Despite almost yearly decreases in water storage in Melbourne (see figure 1), real prices have not increased significantly. And currently the "Essential Services Commission" will be setting prices for the next five-year period. This means, regardless of supply or any number of variables and uncertainty, (real) prices will remain roughly the same for five years. In other words, expect continued shortages.
Instead of economical pricing there is political pricing, where pressure groups and special interests are given "rights" to use water during droughts, and at subsidized pricing. Businesses are able to use water for irrigation in the name of boosting GDP, while individuals are asked (or forced) to consume less and less. Government as the friend of the little guy is simply a myth.

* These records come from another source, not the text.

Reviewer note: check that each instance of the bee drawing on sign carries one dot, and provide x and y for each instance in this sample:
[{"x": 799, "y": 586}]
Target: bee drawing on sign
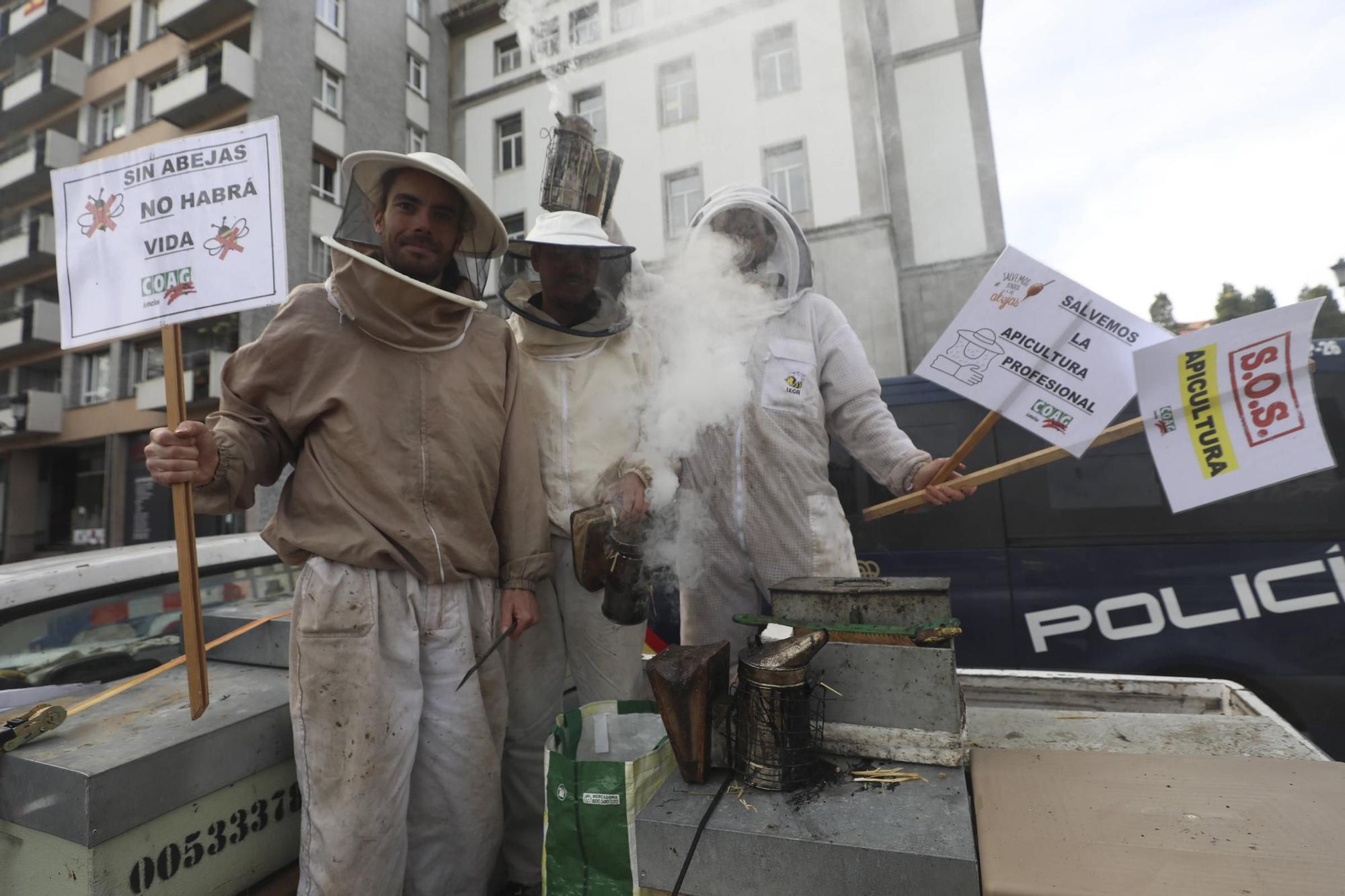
[
  {"x": 100, "y": 213},
  {"x": 227, "y": 237}
]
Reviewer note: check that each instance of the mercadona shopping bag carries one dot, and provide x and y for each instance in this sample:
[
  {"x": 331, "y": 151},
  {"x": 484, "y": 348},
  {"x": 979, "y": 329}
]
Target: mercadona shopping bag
[{"x": 603, "y": 764}]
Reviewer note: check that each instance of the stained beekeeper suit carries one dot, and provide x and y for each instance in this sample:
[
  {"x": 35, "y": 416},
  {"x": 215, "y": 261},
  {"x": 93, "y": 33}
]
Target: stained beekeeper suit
[
  {"x": 590, "y": 378},
  {"x": 755, "y": 497},
  {"x": 415, "y": 498}
]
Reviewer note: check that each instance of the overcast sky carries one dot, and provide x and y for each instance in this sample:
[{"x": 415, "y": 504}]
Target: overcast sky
[{"x": 1160, "y": 146}]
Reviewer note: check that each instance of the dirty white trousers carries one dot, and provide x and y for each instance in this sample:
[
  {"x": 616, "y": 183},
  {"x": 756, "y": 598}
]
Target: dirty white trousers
[
  {"x": 400, "y": 774},
  {"x": 607, "y": 663}
]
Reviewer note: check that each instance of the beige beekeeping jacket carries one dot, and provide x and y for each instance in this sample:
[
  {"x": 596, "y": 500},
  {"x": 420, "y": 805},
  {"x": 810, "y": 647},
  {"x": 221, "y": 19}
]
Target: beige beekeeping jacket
[
  {"x": 408, "y": 428},
  {"x": 588, "y": 397}
]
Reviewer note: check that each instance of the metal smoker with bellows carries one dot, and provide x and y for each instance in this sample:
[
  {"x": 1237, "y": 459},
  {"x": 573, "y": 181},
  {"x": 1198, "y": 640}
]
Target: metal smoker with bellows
[{"x": 870, "y": 671}]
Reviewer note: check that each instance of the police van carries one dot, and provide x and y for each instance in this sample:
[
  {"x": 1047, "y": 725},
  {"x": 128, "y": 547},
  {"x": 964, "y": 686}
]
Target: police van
[{"x": 1081, "y": 565}]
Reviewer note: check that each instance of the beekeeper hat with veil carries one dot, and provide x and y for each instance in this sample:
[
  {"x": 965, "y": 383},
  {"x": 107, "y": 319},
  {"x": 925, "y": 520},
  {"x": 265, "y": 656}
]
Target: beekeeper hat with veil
[
  {"x": 358, "y": 264},
  {"x": 570, "y": 232}
]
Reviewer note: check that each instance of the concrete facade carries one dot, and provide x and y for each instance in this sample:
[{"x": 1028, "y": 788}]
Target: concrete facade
[
  {"x": 888, "y": 108},
  {"x": 49, "y": 479}
]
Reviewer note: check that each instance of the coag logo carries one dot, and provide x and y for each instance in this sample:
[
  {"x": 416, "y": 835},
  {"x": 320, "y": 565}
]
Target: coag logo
[
  {"x": 171, "y": 284},
  {"x": 1052, "y": 417}
]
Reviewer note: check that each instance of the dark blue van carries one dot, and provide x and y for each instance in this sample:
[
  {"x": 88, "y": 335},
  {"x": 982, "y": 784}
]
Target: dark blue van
[{"x": 1081, "y": 565}]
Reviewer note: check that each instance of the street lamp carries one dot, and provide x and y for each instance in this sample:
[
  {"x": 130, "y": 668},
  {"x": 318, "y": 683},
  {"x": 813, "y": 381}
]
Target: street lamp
[{"x": 1339, "y": 268}]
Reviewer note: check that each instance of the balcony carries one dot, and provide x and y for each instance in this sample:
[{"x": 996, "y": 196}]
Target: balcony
[
  {"x": 34, "y": 25},
  {"x": 26, "y": 166},
  {"x": 28, "y": 245},
  {"x": 34, "y": 322},
  {"x": 219, "y": 79},
  {"x": 40, "y": 88},
  {"x": 30, "y": 411},
  {"x": 201, "y": 381},
  {"x": 190, "y": 19}
]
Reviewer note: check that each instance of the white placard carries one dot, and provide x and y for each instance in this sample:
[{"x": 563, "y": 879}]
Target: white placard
[
  {"x": 181, "y": 231},
  {"x": 1231, "y": 408},
  {"x": 1042, "y": 350}
]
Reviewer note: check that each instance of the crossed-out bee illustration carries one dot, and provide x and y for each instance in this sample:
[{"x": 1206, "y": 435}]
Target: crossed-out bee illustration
[
  {"x": 227, "y": 237},
  {"x": 100, "y": 213}
]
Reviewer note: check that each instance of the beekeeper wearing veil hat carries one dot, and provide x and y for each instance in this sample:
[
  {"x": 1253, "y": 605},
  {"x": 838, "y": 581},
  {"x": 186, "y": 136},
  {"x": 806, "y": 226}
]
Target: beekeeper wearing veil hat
[
  {"x": 765, "y": 506},
  {"x": 418, "y": 510},
  {"x": 563, "y": 284}
]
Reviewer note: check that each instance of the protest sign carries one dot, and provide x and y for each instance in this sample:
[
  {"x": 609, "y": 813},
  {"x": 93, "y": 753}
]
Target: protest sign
[
  {"x": 1231, "y": 408},
  {"x": 1043, "y": 352},
  {"x": 174, "y": 232}
]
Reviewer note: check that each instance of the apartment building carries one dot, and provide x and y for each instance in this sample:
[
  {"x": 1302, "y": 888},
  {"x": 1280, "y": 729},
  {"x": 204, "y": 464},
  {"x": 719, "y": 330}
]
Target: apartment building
[
  {"x": 88, "y": 79},
  {"x": 867, "y": 118}
]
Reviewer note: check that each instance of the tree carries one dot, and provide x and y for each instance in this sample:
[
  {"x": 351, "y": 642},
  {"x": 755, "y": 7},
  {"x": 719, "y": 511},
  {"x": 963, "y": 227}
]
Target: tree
[
  {"x": 1331, "y": 319},
  {"x": 1161, "y": 313},
  {"x": 1230, "y": 304}
]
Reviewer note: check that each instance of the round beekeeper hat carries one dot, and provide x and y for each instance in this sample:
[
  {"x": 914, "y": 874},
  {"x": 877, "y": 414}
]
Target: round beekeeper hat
[
  {"x": 568, "y": 229},
  {"x": 521, "y": 286}
]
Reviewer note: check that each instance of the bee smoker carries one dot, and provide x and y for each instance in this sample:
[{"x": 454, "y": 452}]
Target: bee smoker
[
  {"x": 610, "y": 555},
  {"x": 767, "y": 729},
  {"x": 579, "y": 175}
]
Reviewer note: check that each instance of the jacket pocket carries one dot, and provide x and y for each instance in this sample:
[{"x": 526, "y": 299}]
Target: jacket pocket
[
  {"x": 336, "y": 600},
  {"x": 787, "y": 381},
  {"x": 833, "y": 549}
]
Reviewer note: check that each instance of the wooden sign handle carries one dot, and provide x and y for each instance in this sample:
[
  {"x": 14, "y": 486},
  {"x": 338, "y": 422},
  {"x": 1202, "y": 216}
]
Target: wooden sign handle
[
  {"x": 952, "y": 464},
  {"x": 185, "y": 530},
  {"x": 1007, "y": 469}
]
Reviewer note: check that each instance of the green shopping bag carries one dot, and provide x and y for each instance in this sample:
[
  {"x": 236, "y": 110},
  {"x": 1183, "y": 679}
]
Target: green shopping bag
[{"x": 603, "y": 764}]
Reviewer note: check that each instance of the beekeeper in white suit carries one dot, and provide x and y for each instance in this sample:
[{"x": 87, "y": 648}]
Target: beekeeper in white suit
[
  {"x": 591, "y": 370},
  {"x": 755, "y": 497},
  {"x": 416, "y": 507}
]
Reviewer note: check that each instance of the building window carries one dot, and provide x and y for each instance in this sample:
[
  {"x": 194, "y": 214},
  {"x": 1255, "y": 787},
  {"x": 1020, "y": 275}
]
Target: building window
[
  {"x": 150, "y": 361},
  {"x": 777, "y": 61},
  {"x": 588, "y": 106},
  {"x": 112, "y": 45},
  {"x": 150, "y": 19},
  {"x": 95, "y": 377},
  {"x": 547, "y": 40},
  {"x": 677, "y": 92},
  {"x": 110, "y": 122},
  {"x": 683, "y": 196},
  {"x": 626, "y": 14},
  {"x": 319, "y": 257},
  {"x": 416, "y": 139},
  {"x": 510, "y": 138},
  {"x": 508, "y": 56},
  {"x": 516, "y": 225},
  {"x": 329, "y": 91},
  {"x": 787, "y": 177},
  {"x": 333, "y": 14},
  {"x": 325, "y": 182},
  {"x": 416, "y": 75},
  {"x": 584, "y": 26}
]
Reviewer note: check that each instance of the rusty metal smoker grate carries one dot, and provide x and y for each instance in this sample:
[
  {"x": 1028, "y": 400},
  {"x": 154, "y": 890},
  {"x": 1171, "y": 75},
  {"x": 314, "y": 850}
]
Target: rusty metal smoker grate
[{"x": 775, "y": 733}]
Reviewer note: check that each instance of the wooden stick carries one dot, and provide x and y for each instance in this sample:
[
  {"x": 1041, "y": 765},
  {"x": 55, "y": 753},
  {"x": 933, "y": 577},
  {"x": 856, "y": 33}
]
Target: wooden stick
[
  {"x": 1007, "y": 469},
  {"x": 185, "y": 530},
  {"x": 952, "y": 464},
  {"x": 173, "y": 663}
]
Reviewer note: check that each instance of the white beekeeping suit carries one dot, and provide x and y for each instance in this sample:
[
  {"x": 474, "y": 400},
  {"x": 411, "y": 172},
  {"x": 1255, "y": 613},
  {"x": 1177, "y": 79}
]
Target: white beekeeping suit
[{"x": 757, "y": 501}]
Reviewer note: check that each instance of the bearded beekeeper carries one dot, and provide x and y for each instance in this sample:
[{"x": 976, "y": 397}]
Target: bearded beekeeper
[
  {"x": 591, "y": 369},
  {"x": 755, "y": 497},
  {"x": 418, "y": 510}
]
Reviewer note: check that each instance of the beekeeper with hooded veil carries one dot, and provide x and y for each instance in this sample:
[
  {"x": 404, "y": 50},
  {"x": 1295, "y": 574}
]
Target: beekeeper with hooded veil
[
  {"x": 591, "y": 368},
  {"x": 755, "y": 499},
  {"x": 418, "y": 512}
]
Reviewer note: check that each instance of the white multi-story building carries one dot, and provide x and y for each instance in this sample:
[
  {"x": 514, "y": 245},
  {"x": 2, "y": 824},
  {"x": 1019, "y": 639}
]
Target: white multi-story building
[{"x": 867, "y": 119}]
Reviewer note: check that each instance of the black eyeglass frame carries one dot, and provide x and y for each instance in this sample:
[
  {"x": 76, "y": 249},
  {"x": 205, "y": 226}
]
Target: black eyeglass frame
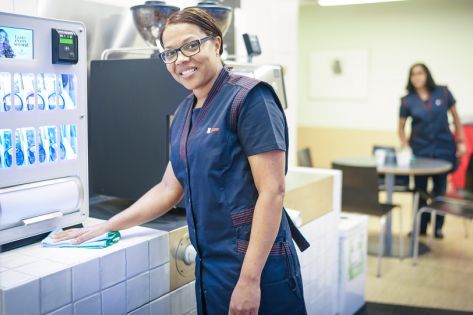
[{"x": 199, "y": 41}]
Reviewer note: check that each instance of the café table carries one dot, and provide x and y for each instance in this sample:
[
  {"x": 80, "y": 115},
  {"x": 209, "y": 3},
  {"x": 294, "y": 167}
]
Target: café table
[{"x": 417, "y": 167}]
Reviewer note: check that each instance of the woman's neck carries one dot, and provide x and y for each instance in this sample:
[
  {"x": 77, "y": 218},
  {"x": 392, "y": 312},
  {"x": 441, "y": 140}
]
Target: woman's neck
[{"x": 202, "y": 92}]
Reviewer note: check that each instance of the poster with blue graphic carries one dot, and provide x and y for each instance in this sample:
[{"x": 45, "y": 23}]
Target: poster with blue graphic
[{"x": 16, "y": 43}]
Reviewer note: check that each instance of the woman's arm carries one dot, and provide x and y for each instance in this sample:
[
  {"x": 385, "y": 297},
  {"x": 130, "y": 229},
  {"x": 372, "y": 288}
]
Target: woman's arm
[
  {"x": 268, "y": 173},
  {"x": 401, "y": 132},
  {"x": 157, "y": 201},
  {"x": 461, "y": 148}
]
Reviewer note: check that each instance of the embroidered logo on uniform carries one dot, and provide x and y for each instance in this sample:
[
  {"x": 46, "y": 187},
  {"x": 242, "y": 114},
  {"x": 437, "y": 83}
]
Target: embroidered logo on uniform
[{"x": 212, "y": 130}]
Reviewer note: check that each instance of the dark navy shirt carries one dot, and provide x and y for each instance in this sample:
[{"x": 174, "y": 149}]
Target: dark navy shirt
[
  {"x": 261, "y": 126},
  {"x": 430, "y": 132}
]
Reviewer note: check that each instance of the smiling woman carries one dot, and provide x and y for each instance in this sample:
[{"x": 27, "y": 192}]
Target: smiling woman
[
  {"x": 192, "y": 33},
  {"x": 229, "y": 141}
]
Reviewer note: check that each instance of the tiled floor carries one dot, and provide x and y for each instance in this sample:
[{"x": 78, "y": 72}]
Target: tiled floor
[{"x": 443, "y": 277}]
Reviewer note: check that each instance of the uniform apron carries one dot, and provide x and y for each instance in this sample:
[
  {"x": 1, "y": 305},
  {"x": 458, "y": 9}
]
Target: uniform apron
[
  {"x": 431, "y": 136},
  {"x": 220, "y": 197}
]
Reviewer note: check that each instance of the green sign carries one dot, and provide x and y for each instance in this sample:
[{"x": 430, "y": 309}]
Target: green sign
[{"x": 63, "y": 40}]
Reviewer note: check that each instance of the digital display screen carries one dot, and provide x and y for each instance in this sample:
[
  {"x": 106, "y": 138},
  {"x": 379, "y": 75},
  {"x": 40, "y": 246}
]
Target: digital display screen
[
  {"x": 63, "y": 40},
  {"x": 16, "y": 43}
]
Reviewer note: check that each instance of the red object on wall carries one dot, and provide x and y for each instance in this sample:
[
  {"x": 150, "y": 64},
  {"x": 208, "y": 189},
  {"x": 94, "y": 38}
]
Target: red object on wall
[{"x": 458, "y": 178}]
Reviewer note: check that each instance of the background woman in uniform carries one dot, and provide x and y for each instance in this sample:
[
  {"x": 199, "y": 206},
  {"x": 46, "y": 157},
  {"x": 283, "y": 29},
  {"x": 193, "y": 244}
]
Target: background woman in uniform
[
  {"x": 228, "y": 159},
  {"x": 428, "y": 105}
]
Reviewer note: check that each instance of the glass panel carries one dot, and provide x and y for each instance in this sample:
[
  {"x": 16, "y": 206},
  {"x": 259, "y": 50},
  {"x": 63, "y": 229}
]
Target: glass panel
[
  {"x": 24, "y": 98},
  {"x": 67, "y": 91},
  {"x": 6, "y": 150},
  {"x": 25, "y": 141},
  {"x": 47, "y": 139},
  {"x": 68, "y": 142},
  {"x": 5, "y": 92}
]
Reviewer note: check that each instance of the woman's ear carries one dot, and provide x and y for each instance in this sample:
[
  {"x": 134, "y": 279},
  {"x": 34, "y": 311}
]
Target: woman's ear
[{"x": 218, "y": 44}]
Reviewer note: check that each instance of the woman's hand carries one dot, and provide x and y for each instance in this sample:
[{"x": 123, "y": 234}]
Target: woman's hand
[
  {"x": 245, "y": 298},
  {"x": 81, "y": 235},
  {"x": 461, "y": 149}
]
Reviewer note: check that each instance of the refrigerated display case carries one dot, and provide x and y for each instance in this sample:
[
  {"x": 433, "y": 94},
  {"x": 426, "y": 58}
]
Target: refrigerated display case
[{"x": 43, "y": 126}]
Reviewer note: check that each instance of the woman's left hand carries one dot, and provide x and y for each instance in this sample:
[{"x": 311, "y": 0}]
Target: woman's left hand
[
  {"x": 245, "y": 298},
  {"x": 461, "y": 149}
]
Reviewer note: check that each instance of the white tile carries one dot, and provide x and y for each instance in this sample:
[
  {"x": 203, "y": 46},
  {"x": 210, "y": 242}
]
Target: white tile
[
  {"x": 114, "y": 300},
  {"x": 137, "y": 259},
  {"x": 144, "y": 310},
  {"x": 55, "y": 283},
  {"x": 41, "y": 268},
  {"x": 20, "y": 299},
  {"x": 159, "y": 281},
  {"x": 13, "y": 259},
  {"x": 69, "y": 256},
  {"x": 137, "y": 291},
  {"x": 183, "y": 299},
  {"x": 85, "y": 279},
  {"x": 88, "y": 306},
  {"x": 161, "y": 306},
  {"x": 112, "y": 269},
  {"x": 66, "y": 310},
  {"x": 159, "y": 251},
  {"x": 11, "y": 278},
  {"x": 56, "y": 290}
]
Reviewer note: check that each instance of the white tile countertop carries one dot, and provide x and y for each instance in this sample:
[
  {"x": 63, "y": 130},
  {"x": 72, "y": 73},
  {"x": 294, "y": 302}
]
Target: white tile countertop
[{"x": 113, "y": 280}]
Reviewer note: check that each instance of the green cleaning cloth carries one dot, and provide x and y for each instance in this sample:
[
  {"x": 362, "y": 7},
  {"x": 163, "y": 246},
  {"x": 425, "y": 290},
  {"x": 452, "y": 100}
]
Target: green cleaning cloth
[{"x": 101, "y": 241}]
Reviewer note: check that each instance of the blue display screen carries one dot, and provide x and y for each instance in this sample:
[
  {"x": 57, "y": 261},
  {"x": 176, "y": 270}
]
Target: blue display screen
[{"x": 16, "y": 43}]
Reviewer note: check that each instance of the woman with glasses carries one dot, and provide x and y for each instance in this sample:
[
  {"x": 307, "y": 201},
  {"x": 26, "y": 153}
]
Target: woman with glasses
[
  {"x": 428, "y": 105},
  {"x": 229, "y": 140}
]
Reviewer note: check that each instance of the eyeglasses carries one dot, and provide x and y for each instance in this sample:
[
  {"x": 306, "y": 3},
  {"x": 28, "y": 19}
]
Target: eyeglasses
[{"x": 189, "y": 49}]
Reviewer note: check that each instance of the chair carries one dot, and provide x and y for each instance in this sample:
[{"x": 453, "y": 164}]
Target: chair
[
  {"x": 462, "y": 196},
  {"x": 360, "y": 195},
  {"x": 304, "y": 157}
]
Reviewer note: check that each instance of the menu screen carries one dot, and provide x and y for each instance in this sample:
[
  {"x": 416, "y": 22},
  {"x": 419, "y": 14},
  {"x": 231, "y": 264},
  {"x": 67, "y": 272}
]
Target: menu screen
[{"x": 16, "y": 43}]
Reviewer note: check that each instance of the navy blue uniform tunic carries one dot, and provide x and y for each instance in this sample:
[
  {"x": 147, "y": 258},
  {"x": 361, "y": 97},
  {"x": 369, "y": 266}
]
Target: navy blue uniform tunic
[
  {"x": 210, "y": 160},
  {"x": 430, "y": 132}
]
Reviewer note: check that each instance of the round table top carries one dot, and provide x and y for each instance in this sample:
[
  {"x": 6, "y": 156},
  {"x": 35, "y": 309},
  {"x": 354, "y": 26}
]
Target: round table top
[{"x": 419, "y": 166}]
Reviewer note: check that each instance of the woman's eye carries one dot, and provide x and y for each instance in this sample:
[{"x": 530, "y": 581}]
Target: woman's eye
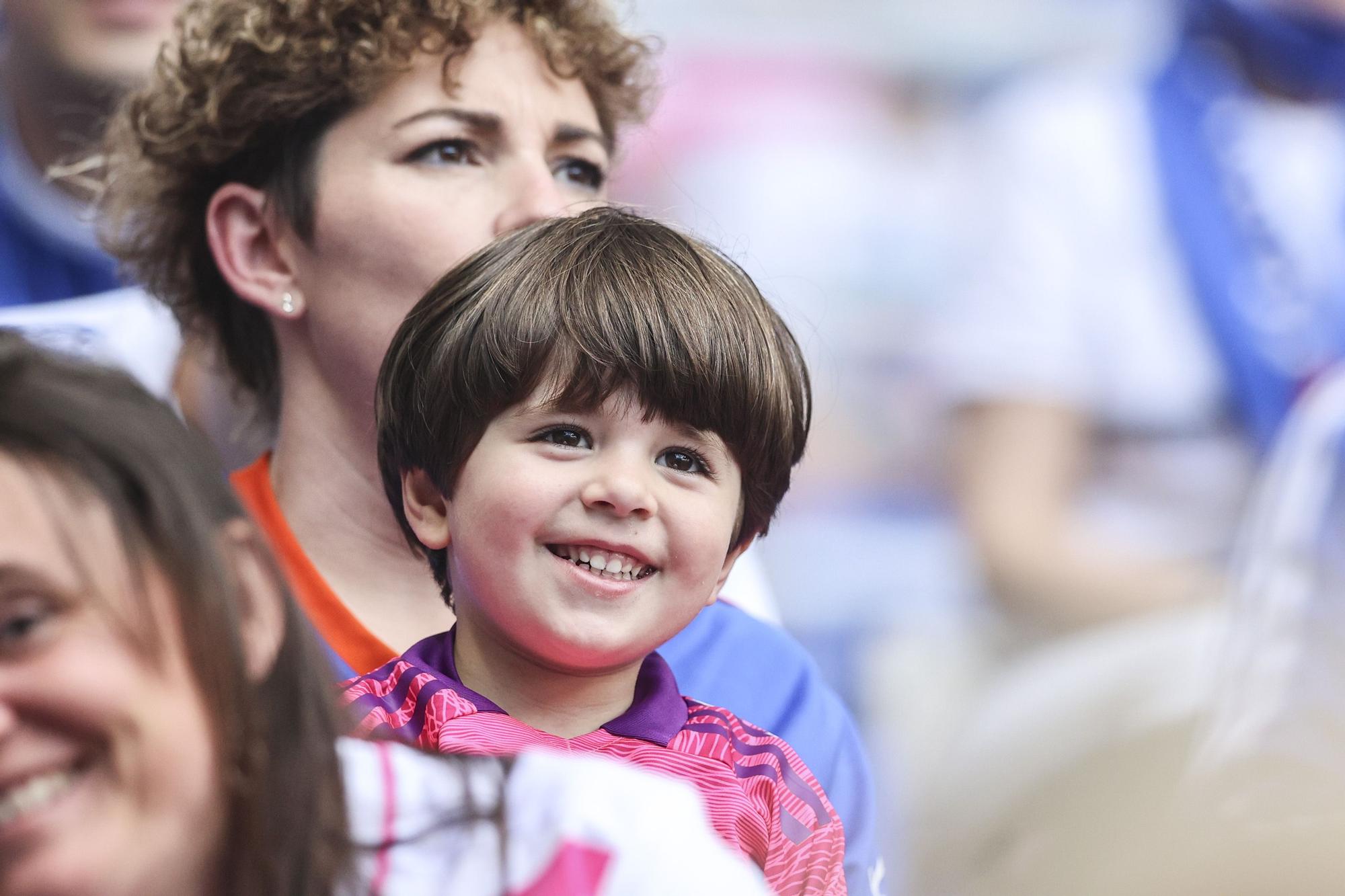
[
  {"x": 583, "y": 174},
  {"x": 567, "y": 436},
  {"x": 683, "y": 460},
  {"x": 447, "y": 153},
  {"x": 22, "y": 620}
]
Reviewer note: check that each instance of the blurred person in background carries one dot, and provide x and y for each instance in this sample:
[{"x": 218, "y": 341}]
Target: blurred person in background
[
  {"x": 64, "y": 67},
  {"x": 167, "y": 723},
  {"x": 1245, "y": 797},
  {"x": 1163, "y": 276},
  {"x": 346, "y": 154}
]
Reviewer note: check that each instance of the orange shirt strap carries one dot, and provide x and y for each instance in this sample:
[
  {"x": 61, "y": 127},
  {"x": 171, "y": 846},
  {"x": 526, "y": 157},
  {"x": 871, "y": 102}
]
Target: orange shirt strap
[{"x": 342, "y": 631}]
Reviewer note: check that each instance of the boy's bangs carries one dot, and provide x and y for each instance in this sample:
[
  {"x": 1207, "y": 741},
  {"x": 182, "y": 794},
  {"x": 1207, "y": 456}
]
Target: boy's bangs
[{"x": 586, "y": 331}]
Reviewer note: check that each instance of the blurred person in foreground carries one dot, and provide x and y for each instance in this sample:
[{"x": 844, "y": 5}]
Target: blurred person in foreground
[
  {"x": 167, "y": 723},
  {"x": 294, "y": 178},
  {"x": 64, "y": 67},
  {"x": 1164, "y": 276}
]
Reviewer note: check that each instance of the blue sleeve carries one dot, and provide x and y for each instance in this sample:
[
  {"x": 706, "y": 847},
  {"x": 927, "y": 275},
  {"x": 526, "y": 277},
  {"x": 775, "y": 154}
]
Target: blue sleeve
[{"x": 758, "y": 671}]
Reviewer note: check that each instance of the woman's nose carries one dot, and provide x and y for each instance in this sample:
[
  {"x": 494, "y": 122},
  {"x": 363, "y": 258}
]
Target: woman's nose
[{"x": 532, "y": 196}]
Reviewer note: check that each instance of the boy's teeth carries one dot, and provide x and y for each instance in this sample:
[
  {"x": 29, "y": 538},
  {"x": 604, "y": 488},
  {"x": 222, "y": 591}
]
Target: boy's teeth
[
  {"x": 32, "y": 794},
  {"x": 609, "y": 564}
]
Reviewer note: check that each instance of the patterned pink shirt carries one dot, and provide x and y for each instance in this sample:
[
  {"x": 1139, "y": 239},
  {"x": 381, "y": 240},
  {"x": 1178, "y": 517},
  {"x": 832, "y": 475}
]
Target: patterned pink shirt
[{"x": 761, "y": 798}]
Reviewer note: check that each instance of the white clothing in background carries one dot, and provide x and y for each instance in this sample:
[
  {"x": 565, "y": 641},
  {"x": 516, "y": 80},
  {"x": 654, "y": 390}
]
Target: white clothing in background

I recommend the whole thing with one caveat: I do NOT think that water needs to be privatized to create the proper incentives for conservation, since private monopolies can be just as inefficient as public ones. What's needed is better community control of water -- so that it's used to maximize total welfare.
Note: (via TS) Some Aussie businesses think that shortages are because water is "too cheap," but others are waiting for the government to increase supply via desalination (yikes!).
Bottom Line: Water managers and politicians are responsible for water shortages. Price water according to scarcity and end the shortages!